Slightly annoying facts:

  • sort, starts_with, contains and other value judgments that require access to the element are hard to write and/or justify. Not that they wouldn't be awesome, but it's not clear if there are feasible and clear semantics. Comparison traits take &self so all elements need to be copied out of their cells if they need to be invoked.

More musings:

  • Which functions from &str could be added to &Cell<str>?
  • Is &[Cell<T>]::to_vec(&self) -> Vec<T> of any use?
  • Special methods that apply just to &Cell<[impl Copy]> which justify complexity with functions that do not exist on regular slices?
5 Likes

x[10] being the same as x.offset(10) has two problems:

  • it is not consistent with references:
    • with references a place is produced, and if you want a reference you need to explicitly reborrow
    • with raw pointers a raw pointer is produced, and if you want a place you need to explicitly dereference
      • also, making this consistent with references requires the raw reference operator (&raw) and this may become a footgun for those who don't know that
      • note that C implements the first one, so consistency here would also be intuitive, however in C the reference operator is equivalent to our raw reference operator, so this naturally leads to the footgun I was talking before
  • this requires a totally different kind of trait
    • right now the Index trait has to yield a reference, and this is fundamentally incompatible with what you want
    • there have been talks to GATify the Index trait, which should allow this, but I haven't seen a solid proposal yet.
    • UnsafeIndex/UnsafeIndexMut don't seem a great (or complete) solution to me because someone might want to return some custom struct with a lifetime, so you're back to the GAT problem

I actually ran into this myself while attempting to design a Vec<T> replacement.
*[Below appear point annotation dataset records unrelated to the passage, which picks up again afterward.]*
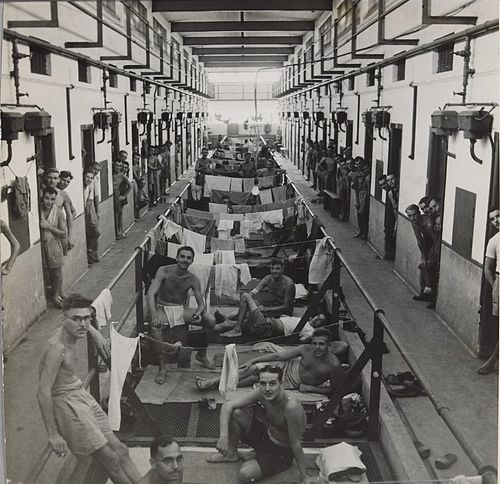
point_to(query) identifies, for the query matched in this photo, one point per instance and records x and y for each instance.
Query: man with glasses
(270, 420)
(72, 417)
(166, 462)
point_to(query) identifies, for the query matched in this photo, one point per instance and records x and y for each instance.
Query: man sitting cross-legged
(281, 290)
(305, 367)
(72, 417)
(276, 436)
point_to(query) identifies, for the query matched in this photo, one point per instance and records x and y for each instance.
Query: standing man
(72, 417)
(166, 462)
(167, 300)
(423, 227)
(491, 270)
(276, 438)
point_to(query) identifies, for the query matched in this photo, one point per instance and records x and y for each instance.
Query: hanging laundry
(194, 240)
(102, 305)
(321, 262)
(122, 352)
(229, 375)
(224, 257)
(217, 208)
(221, 244)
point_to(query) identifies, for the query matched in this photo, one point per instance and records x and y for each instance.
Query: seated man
(280, 292)
(166, 462)
(276, 438)
(305, 367)
(167, 300)
(72, 417)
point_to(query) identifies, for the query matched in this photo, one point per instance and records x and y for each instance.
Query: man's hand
(58, 445)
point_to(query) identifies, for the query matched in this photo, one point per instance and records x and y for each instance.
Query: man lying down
(305, 368)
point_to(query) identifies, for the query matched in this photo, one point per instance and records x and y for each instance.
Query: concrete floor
(445, 361)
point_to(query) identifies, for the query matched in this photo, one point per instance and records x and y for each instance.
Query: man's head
(65, 178)
(277, 267)
(51, 177)
(77, 315)
(412, 212)
(494, 217)
(185, 256)
(49, 195)
(166, 460)
(270, 380)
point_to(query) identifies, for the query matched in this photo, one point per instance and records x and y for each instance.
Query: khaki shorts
(81, 422)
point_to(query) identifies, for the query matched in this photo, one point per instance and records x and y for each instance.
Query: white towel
(194, 240)
(229, 375)
(102, 306)
(122, 352)
(339, 460)
(321, 262)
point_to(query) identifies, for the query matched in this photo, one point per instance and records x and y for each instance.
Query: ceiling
(242, 33)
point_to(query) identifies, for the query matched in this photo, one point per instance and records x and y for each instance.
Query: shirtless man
(276, 440)
(282, 296)
(305, 367)
(167, 300)
(166, 462)
(72, 417)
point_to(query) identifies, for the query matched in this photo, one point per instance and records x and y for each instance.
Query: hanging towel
(236, 185)
(217, 208)
(229, 375)
(102, 306)
(321, 262)
(122, 352)
(279, 193)
(224, 257)
(340, 460)
(221, 244)
(194, 240)
(266, 196)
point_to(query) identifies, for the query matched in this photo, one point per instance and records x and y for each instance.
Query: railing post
(139, 306)
(376, 375)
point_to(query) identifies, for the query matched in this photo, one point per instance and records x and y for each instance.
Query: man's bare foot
(204, 361)
(219, 458)
(161, 377)
(205, 383)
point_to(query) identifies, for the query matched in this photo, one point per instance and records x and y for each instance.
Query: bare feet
(161, 377)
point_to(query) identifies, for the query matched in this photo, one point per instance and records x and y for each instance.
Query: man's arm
(295, 419)
(54, 358)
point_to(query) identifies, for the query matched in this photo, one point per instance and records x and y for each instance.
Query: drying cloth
(122, 352)
(338, 461)
(199, 225)
(217, 182)
(245, 228)
(273, 217)
(172, 250)
(279, 193)
(266, 196)
(256, 221)
(194, 240)
(207, 259)
(102, 306)
(321, 262)
(229, 375)
(236, 185)
(221, 244)
(224, 257)
(226, 280)
(239, 245)
(217, 208)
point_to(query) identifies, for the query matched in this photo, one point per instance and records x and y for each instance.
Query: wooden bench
(332, 202)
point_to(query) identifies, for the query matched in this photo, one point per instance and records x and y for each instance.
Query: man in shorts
(275, 432)
(72, 417)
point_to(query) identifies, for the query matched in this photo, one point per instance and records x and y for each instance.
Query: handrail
(488, 472)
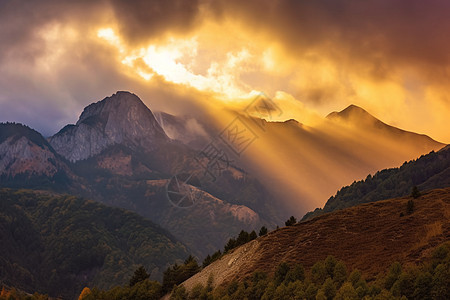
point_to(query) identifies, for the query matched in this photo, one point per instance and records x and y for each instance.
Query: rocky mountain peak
(352, 113)
(24, 151)
(119, 119)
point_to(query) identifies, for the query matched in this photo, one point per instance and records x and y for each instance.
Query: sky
(390, 57)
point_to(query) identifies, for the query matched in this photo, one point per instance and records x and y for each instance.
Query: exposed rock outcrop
(120, 119)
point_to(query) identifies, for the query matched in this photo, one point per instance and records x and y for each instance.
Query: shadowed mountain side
(58, 244)
(369, 237)
(304, 165)
(427, 172)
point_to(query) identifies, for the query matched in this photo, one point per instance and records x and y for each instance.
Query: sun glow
(177, 62)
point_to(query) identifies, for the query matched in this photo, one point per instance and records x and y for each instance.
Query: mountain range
(119, 153)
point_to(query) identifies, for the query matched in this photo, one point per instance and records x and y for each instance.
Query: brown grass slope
(369, 237)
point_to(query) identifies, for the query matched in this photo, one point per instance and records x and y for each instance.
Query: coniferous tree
(139, 275)
(263, 231)
(292, 220)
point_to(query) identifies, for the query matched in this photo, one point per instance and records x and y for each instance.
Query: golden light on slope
(231, 69)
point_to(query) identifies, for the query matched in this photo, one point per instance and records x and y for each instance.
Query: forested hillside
(427, 172)
(59, 244)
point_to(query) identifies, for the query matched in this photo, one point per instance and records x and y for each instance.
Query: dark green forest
(327, 279)
(59, 244)
(427, 172)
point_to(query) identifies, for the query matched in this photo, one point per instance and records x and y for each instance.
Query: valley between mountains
(89, 205)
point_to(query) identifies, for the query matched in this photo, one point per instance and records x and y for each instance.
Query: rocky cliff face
(120, 119)
(25, 151)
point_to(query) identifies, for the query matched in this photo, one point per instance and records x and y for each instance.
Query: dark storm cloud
(371, 36)
(139, 20)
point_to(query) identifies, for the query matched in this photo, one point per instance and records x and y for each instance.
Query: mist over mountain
(118, 153)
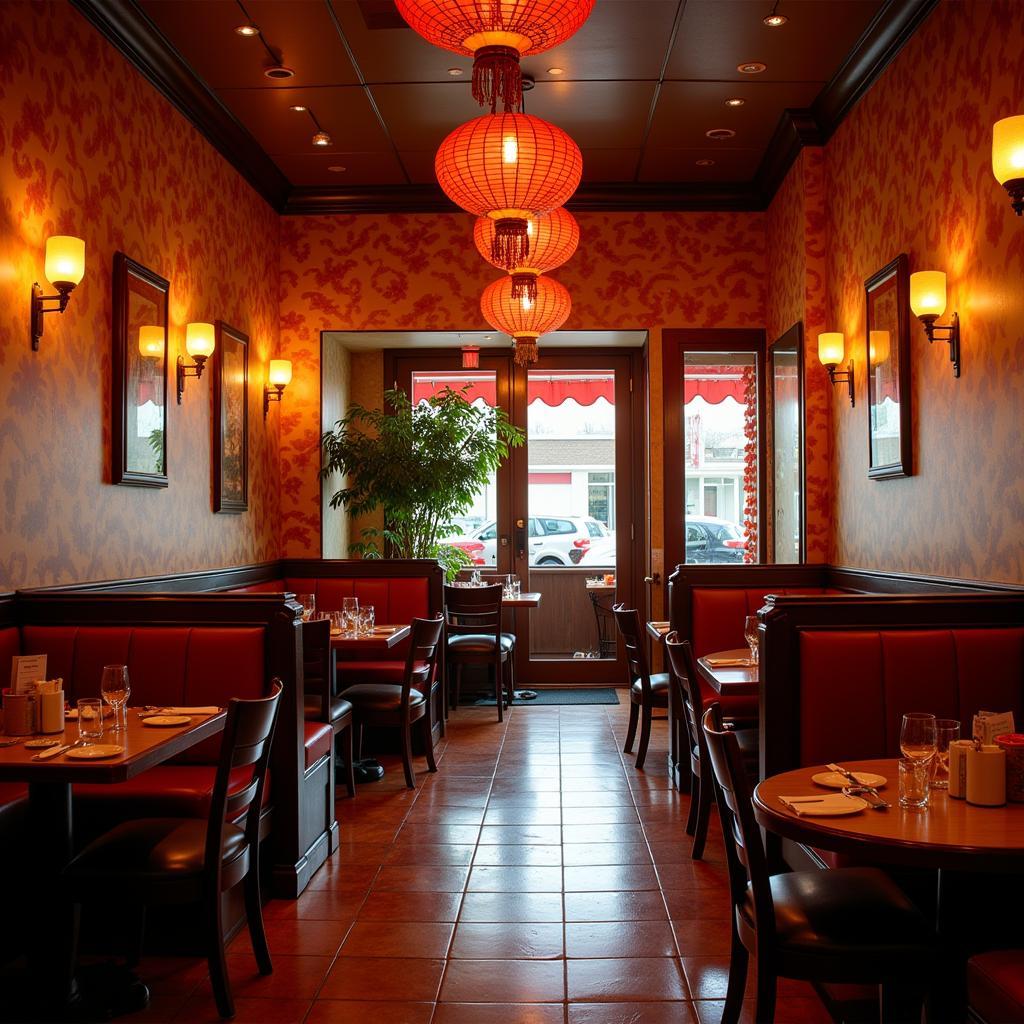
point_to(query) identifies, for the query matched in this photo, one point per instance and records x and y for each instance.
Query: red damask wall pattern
(88, 147)
(909, 171)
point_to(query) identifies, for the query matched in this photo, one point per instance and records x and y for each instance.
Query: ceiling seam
(367, 90)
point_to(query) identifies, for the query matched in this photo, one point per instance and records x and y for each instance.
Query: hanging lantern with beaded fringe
(553, 240)
(508, 167)
(525, 320)
(496, 34)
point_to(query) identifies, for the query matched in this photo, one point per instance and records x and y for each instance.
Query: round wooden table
(949, 835)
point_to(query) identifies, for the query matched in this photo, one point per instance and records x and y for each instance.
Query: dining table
(50, 824)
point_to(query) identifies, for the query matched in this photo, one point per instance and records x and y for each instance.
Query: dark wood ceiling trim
(129, 29)
(589, 199)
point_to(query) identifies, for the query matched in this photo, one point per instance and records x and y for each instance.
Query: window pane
(720, 433)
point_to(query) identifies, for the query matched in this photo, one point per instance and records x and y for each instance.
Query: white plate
(833, 779)
(95, 753)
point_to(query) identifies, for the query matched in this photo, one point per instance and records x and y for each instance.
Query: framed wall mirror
(138, 393)
(888, 345)
(785, 445)
(230, 420)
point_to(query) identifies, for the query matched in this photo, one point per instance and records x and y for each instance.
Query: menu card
(27, 670)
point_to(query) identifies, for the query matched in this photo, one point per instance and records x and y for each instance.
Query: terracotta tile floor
(537, 879)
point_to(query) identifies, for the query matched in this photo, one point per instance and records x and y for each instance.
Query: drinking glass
(946, 730)
(349, 615)
(913, 775)
(90, 720)
(115, 689)
(367, 620)
(916, 737)
(751, 635)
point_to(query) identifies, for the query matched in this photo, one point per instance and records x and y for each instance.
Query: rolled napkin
(825, 805)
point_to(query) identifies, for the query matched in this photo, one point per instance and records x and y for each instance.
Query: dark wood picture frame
(230, 420)
(887, 343)
(137, 461)
(790, 341)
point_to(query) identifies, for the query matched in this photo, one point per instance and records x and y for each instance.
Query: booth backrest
(855, 686)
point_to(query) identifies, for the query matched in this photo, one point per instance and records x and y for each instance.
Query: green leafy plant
(423, 464)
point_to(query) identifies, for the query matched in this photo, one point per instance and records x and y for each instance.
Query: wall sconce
(928, 300)
(200, 341)
(1008, 159)
(151, 342)
(65, 267)
(830, 350)
(279, 377)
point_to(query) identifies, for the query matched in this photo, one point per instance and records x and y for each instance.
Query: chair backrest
(245, 742)
(631, 629)
(421, 663)
(473, 609)
(743, 848)
(684, 676)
Internally, the Vec<T> consisted of the capacity and a NonNull<[T]> to unify both the pointer to the allocation and the length. As a bonus, using the as_ref() method, it was easy to convert into a slice. The fact that it's hard to just "get the pointer" or "get the length" made me move away from that design after a while.

Honestly, it was probably a bad idea in the first place. I probably should've just used NonNull<T> and usize. However, I do think pointer usage could be a little better in these cases.